Intuit Spends $1 Million On Controller Race
Oct. 30 - KGO (KGO) -- Not a lot of Californians can tell you who is running for state controller. It's not a race that grabs headlines, but it certainly is raking in the money. So why are millions being spent?
There's really just one reason -- money. The state controller has a lot to say about your state taxes. And so it's not surprising that a Silicon Valley company that makes Turbo Tax would be very interested in the campaign.
Turbo Tax is the name of the computer software that helps you file your taxes. The company that makes it is Intuit. Intuit has put a million dollars into a committee that's backing Republican state controller candidate Tony Strickland.
Why? Well Strickland's Democratic opponent, John Chiang, is a big supporter of a free tax filing program called Ready Return. He's challenging Strickland on that issue.
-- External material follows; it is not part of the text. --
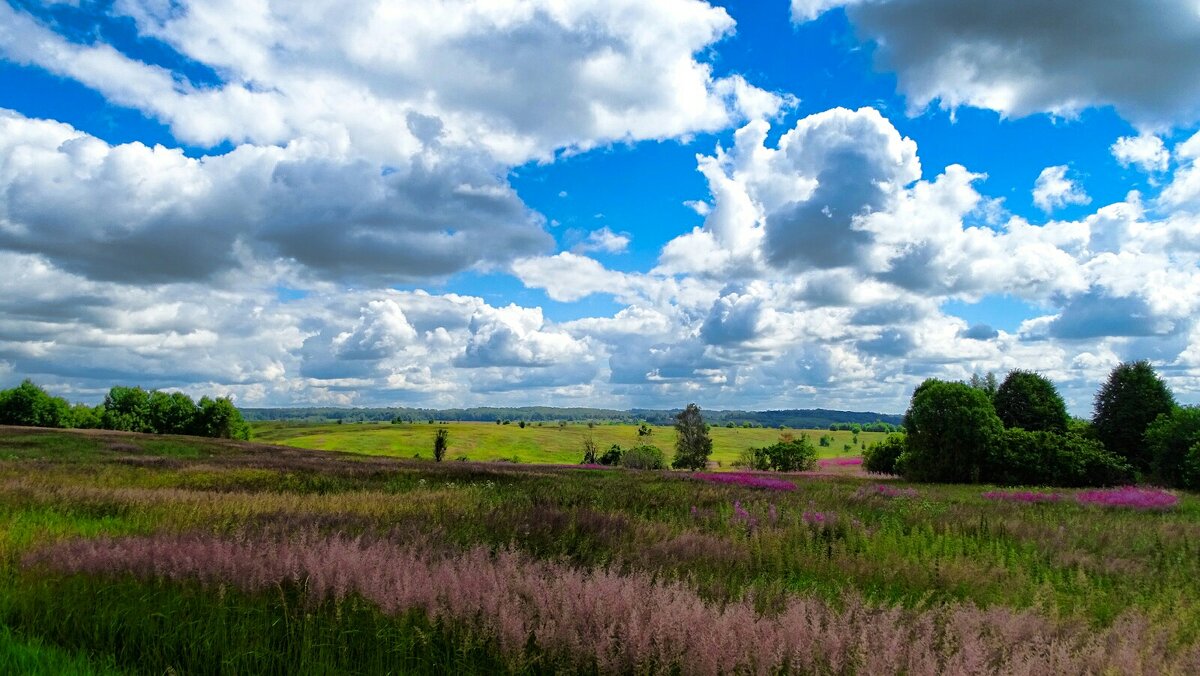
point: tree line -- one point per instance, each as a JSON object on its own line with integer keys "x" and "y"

John Chiang, (D) State Controller Candidate: "It's absolutely critical as a state controller who chairs the Franchise Tax Board whether he supports free income taxes, free assistance to taxpayers, or is he going to send them to the private sector and make them pay money."
Tony Strickland's campaign manager said today, "Strickland will be the watchdog of government expenses, protecting taxpayers and fighting to get rid of waste. We appreciate the support of any Californian who shares those goals."
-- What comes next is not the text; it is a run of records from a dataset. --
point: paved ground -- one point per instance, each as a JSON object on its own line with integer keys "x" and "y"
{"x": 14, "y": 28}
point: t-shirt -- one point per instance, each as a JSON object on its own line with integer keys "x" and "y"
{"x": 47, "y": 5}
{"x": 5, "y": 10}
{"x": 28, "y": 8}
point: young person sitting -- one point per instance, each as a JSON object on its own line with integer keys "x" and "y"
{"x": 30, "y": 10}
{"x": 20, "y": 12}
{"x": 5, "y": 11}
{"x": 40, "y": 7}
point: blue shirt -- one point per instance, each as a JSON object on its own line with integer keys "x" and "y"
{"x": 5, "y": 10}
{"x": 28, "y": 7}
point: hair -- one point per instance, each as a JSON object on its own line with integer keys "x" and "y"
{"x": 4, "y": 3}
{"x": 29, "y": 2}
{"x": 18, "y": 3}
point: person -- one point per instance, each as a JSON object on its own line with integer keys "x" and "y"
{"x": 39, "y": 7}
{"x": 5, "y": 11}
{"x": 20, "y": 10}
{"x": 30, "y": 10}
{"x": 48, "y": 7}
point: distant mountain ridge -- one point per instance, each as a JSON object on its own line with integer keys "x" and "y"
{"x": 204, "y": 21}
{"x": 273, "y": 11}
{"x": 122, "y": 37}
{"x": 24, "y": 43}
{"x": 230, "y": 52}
A political consultant for the communication and computer industry, speaking on behalf of Intuit, called the Ready Return program a bad idea.
Rob Stutzman, political consultant: "You receive from the government your tax form filled out and are told to pay it. If there's a mistake on there, how would you know?"
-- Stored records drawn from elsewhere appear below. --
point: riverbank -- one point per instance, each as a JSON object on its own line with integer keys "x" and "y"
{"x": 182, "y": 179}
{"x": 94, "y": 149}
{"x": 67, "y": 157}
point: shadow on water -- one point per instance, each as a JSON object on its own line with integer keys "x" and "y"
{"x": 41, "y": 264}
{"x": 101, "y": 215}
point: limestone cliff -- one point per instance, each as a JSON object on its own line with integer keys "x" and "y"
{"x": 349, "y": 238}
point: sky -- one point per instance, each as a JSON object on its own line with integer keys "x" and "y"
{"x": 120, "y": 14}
On the other side, Joe Bankman teaches tax law at Stanford University and is a big supporter of Ready Return.
Joe Bankman, Stanford Law Professor: "Ninety-eight percent of the folks that used it wanted to use it again. So the best refutation of Intuit's arguments is to actually look at the people that used Ready Return and see what they said -- they loved it."
Intuit is far from the only big contributor. Unions are giving hundreds of thousands to Chiang and Indian tribes are giving generously, mostly to Strickland, but Chiang is getting some tribal money as well.
Among voters, neither candidate has good name recognition. The latest poll done by the Los Angeles Times shows Chiang with a slight lead, but within the survey's margin of error.